This Week in Sports: The British Open started...yesterday

Before going to bed last night around 11:30pm PT, I checked one last time and learned that some French guy had birdied the second hole to take the VERY early lead at the British Open. Now that I'm in my office, most of the rounds have been completed. That's definitely a big part of why I've never gotten into the British Open quite like my love of the Masters and the US Open. It's weird golf over there. Normally the ground is very hard and your ball rolls a lot making it easy for a nice drive to roll through the fairway into the fescue...even though the fairways are very wide by pro golfer standards. The hardness of the fairway and greens make it hard for the pros to really spin the ball and stop it like they normally can. They have to plan on landing the ball short of the hole and rolling it close. However, supposedly the putting is actually very slow. I haven't really figured out how the greens can be hard and slow...

Also, the Old Course at St. Andrews is a par 72 with only one par 5 and one par 3 on each nine. Unlike having two par 5's and two par 3's that everyone in America is used to. And they don't even call it the British Open. It's just called the Open Championship. I'm fine with that, because it has been around a lot longer than anything else. I just wish American media hadn't forced me to get used to the term. They put a gun to my head...I didn't have a choice. Now everything about golf across the pond seems weird or wonky.

Fortunately for the golfers, it has rained quite a bit the last few days softening the course and the overall weather conditions, especially the wind, have been very benign. As a result, Rory McIlroy shot a 63 (7 birdies, 1 eagle), tying the best round in any major (24 people have shot 63, no one has shot 62 in a major), to take the opening round lead


  1. A couple other weird things about this course: the MASSIVE greens and a few double greens and the fact that the 7th and 11th holes actually cross each other. How would you like to be standing on the tee only to step back when another group starts walking across your hole?

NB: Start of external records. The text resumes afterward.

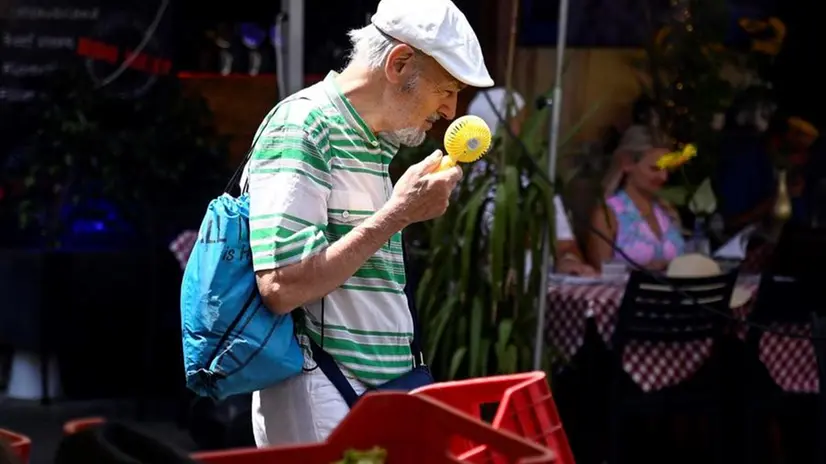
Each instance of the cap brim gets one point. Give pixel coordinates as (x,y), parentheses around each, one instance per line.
(462,72)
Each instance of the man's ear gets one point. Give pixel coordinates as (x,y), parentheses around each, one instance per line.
(399,63)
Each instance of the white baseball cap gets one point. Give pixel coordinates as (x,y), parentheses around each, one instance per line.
(438,29)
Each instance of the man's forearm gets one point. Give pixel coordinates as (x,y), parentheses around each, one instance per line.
(290,287)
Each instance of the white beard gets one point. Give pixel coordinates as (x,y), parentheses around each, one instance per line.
(411,136)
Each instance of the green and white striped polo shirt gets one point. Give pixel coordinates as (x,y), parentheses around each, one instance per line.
(316,172)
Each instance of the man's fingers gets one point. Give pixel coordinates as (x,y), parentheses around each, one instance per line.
(431,162)
(453,174)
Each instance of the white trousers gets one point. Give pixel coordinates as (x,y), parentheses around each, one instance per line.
(302,409)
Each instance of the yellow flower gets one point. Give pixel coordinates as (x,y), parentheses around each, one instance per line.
(767,36)
(676,159)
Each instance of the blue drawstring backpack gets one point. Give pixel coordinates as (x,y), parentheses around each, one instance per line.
(232,343)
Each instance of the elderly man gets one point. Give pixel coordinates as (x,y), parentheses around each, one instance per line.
(325,221)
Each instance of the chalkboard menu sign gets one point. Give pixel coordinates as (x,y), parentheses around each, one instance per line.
(41,36)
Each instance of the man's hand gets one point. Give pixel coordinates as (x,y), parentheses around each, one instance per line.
(422,194)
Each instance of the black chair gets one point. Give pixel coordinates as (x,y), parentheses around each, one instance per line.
(652,311)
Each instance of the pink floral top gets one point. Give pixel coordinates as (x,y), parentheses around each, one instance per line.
(635,237)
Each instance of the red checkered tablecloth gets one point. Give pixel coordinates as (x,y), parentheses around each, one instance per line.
(653,366)
(790,361)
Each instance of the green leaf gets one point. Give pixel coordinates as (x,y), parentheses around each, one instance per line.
(437,327)
(504,334)
(475,336)
(474,208)
(456,362)
(484,351)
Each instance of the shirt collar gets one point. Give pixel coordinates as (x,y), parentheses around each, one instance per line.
(344,107)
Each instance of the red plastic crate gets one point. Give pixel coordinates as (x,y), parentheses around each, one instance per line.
(413,430)
(76,425)
(526,408)
(21,445)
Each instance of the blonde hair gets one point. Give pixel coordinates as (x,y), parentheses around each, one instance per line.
(636,141)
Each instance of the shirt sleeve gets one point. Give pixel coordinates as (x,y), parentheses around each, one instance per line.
(563,227)
(289,185)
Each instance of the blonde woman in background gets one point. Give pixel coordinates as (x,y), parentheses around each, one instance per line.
(641,224)
(569,259)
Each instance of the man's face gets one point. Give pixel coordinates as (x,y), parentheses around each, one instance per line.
(424,94)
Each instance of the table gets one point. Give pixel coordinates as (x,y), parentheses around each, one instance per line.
(653,366)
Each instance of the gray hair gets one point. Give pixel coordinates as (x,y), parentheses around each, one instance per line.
(636,141)
(370,46)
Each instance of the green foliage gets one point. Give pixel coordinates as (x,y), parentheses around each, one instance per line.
(477,302)
(157,159)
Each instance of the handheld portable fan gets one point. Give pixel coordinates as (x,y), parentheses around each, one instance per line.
(467,139)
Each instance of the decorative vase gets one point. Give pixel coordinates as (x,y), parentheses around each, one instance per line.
(782,210)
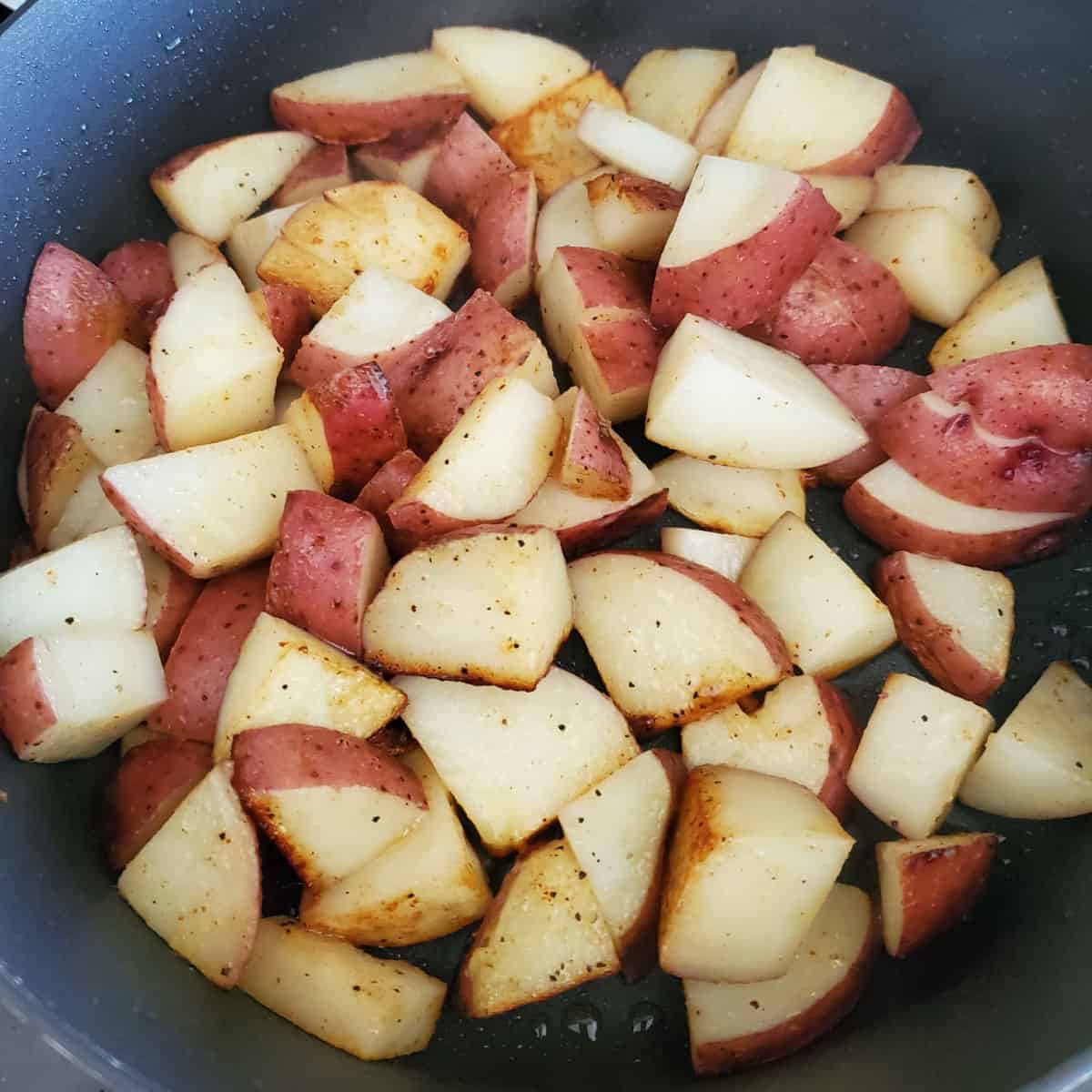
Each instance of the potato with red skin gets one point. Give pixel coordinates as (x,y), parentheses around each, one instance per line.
(733,262)
(468,162)
(901,513)
(928,885)
(75,312)
(369,101)
(869,390)
(142,271)
(55,460)
(502,238)
(846,309)
(349,425)
(153,779)
(321,169)
(955,620)
(591,462)
(945,447)
(206,652)
(435,383)
(287,310)
(330,561)
(383,489)
(1046,391)
(330,801)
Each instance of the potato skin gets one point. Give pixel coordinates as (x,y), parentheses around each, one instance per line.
(846,309)
(949,456)
(75,312)
(1046,391)
(206,652)
(737,285)
(152,780)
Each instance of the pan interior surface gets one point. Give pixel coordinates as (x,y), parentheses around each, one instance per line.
(96,97)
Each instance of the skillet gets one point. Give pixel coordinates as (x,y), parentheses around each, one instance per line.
(94,97)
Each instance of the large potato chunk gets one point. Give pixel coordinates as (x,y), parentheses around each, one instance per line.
(917,747)
(733,1026)
(427,885)
(197,883)
(722,397)
(330,240)
(618,833)
(513,759)
(693,642)
(491,605)
(371,1008)
(212,188)
(507,71)
(70,694)
(809,114)
(544,934)
(213,364)
(828,615)
(753,861)
(214,508)
(1037,767)
(370,99)
(287,676)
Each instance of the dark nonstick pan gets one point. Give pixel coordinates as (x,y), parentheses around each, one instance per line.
(94,96)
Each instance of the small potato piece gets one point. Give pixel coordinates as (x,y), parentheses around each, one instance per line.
(936,260)
(544,139)
(928,885)
(490,605)
(74,315)
(371,1008)
(918,746)
(828,615)
(330,562)
(733,500)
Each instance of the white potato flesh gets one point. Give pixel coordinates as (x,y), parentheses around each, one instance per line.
(616,833)
(725,398)
(197,883)
(371,1008)
(213,508)
(544,935)
(960,192)
(491,606)
(682,651)
(725,554)
(729,201)
(753,862)
(789,736)
(227,183)
(637,147)
(99,683)
(97,581)
(830,618)
(495,460)
(110,407)
(1038,765)
(933,257)
(378,312)
(917,747)
(1019,310)
(249,240)
(514,759)
(734,500)
(806,112)
(427,885)
(508,71)
(287,676)
(213,361)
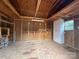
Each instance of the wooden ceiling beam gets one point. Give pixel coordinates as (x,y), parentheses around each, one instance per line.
(37,8)
(66,11)
(11,7)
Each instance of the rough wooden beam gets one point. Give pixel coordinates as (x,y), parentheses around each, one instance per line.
(37,8)
(66,11)
(11,7)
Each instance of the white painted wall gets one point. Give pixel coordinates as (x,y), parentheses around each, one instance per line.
(58,32)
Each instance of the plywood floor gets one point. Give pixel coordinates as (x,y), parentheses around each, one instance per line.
(36,49)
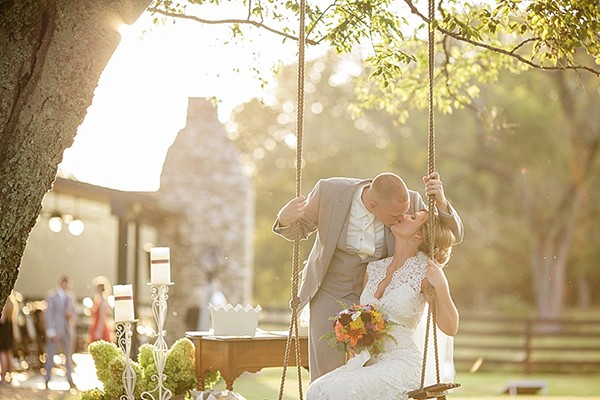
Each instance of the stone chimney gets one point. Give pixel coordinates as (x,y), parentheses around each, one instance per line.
(212,246)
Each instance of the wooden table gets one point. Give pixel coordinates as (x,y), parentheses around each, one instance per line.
(232,355)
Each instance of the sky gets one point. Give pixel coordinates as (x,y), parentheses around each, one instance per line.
(141,99)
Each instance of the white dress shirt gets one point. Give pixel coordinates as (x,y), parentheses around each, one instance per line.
(365,232)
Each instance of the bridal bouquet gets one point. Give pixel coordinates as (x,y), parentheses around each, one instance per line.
(360,327)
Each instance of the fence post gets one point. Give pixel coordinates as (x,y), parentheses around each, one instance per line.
(528,339)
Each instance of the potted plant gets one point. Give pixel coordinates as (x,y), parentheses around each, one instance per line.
(110,363)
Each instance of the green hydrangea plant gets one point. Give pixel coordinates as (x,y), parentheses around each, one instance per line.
(179,370)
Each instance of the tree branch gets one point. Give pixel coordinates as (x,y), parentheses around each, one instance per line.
(510,53)
(229,21)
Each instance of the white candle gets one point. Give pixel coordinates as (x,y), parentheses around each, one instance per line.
(160,265)
(123,303)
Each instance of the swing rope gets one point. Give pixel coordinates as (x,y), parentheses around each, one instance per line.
(293,329)
(438,390)
(431,314)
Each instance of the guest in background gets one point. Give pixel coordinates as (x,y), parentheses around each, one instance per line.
(6,337)
(101,311)
(60,326)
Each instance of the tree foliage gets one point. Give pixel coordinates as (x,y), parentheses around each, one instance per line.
(489,170)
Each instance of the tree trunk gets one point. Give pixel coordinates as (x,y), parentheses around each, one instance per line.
(53,53)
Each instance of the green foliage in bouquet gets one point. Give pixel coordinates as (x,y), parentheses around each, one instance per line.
(179,370)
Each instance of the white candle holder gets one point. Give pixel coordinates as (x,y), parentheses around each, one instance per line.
(124,334)
(159,309)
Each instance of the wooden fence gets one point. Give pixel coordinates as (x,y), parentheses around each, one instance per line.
(527,345)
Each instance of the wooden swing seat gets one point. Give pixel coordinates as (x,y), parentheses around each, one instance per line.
(437,390)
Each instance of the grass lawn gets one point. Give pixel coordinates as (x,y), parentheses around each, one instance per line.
(481,385)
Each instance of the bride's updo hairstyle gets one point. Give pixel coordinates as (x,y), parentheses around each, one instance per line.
(444,239)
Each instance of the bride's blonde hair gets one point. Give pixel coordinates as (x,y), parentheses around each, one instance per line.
(444,239)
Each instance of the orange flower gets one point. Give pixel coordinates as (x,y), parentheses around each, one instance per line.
(340,335)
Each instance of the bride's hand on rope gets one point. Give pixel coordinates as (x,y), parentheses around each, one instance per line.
(292,211)
(434,186)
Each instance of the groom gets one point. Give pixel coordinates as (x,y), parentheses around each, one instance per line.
(352,217)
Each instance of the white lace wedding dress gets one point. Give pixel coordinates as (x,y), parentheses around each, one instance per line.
(396,371)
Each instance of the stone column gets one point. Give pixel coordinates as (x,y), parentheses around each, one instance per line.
(202,178)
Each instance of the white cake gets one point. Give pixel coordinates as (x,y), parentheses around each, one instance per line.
(235,320)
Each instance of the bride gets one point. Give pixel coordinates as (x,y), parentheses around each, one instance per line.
(399,286)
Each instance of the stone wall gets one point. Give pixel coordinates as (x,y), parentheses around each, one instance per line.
(212,244)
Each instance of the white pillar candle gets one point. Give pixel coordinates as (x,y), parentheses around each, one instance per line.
(160,265)
(123,303)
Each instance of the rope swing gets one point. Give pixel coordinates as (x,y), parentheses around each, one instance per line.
(293,330)
(438,390)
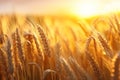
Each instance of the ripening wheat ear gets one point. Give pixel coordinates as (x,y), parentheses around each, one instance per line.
(44,41)
(3,65)
(116,70)
(9,56)
(19,46)
(68,70)
(92,62)
(79,71)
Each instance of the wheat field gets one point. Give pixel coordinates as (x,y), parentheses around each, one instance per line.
(59,48)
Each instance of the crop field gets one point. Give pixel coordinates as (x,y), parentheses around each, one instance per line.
(59,48)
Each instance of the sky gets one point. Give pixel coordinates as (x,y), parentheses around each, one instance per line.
(58,6)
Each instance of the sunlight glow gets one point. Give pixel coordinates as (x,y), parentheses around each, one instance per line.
(94,7)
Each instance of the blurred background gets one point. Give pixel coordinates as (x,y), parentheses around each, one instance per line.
(76,7)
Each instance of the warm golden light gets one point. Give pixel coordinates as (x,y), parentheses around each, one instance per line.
(85,9)
(94,7)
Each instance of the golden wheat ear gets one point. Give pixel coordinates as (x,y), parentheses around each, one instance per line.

  2. I will never forgive you for your 'wonky' link.

    I would love to know the percent of people who chose added Rory McIlroy to their Best Ball teams for tomorrow. Has to be at least 90%, right? I know I added him.

    PS - I am relatively sure that the beer he's pouring into the Claret Jug in the above photo is John Smith's Extra Smooth. That was my favorite beer in my time in England.

  3. I did not. I tend to believe that reversion to the mean is more common than a hot streak. However, I do acknowledge that some players are just playing this course better. So I have guys at -5 or -6 like Tiger, Lee Westwood and Peter Hanson.

  4. You know I completely agree with you that regression (reversion?) to the mean is more common in events like this. I am kind of going against my usual policy by taking the outright leader after 1 round, but McIlroy just looks really strong to me. I don't expect any more 63 rounds but I can easily see him shooting a solid -5 or -6 on the next few rounds also.

    I swapped him in for Justin Rose, who isn't playing bad and is also English. Westwood not a bad choice there either. All of those 3 look like they'll post good scores.

    Love Peter Hanson at $9 right now and I'm really glad I picked him in round 1. This isn't quite as lucky as when I chose De Jonge (who I had never previously heard of) for $7 in the US Open and he was on the leaderboard in round one, but it still feels pretty lucky to me.

  5. I was about to lambaste you for insinuating that I didn't use the proper statistics phraseology, but a little research revealed that both "regression" and "reversion" are commonly used.

  6. Yeah I looked it up too... I always use regression but it looks like reversion is basically interchangeable

  7. From Jason Sobel's Live Blog (it has a theme song):
    [Comment From Dan : ]
    Rory McIlroy begins his 2010 British Open with 63-80, not to be confused with Roy McAvoy beginning the 1996 US Open with 83-62.